A practical guide to the DevOps concepts every software engineer—yes, even frontend engineers—needs to understand.

DevOps Essentials Every Software Engineer Should Know

DevOps often feels like a mysterious realm reserved for infrastructure engineers and system administrators.

But the reality is simple:

If your code runs on the internet, you are already part of DevOps.

Every software engineer — backend, frontend, or mobile — should understand how their code goes from a Git commit to running in production.

You don’t need to be a Kubernetes expert. But understanding the fundamentals of networking, containers, deployments, and monitoring will make you a significantly better engineer.

In this post, I’ll break down the DevOps concepts every engineer should know — with practical examples.

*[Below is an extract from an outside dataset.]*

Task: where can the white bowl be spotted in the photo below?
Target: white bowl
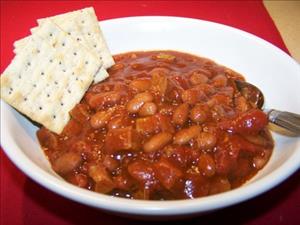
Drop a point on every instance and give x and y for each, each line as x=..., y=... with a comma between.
x=263, y=64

1. The Real Basics: How Networking Works

Before we talk about deploying apps, we need to understand how they talk to each other. At the foundation is the TCP/IP (Transmission Control Protocol / Internet Protocol) model.

  • IP Addresses: Think of this as the street address of a server.
  • Ports: If the IP is the street address, the port is the specific apartment number (e.g., Port 80 for HTTP, 443 for HTTPS, 5432 for PostgreSQL).
  • TCP: A reliable protocol that ensures data packets arrive correctly and in order. It uses a “three-way handshake” (SYN, SYN-ACK, ACK) to establish a connection before sending data.
  • DNS: The phonebook of the internet. It maps human-readable domains (like google.com) to IP addresses.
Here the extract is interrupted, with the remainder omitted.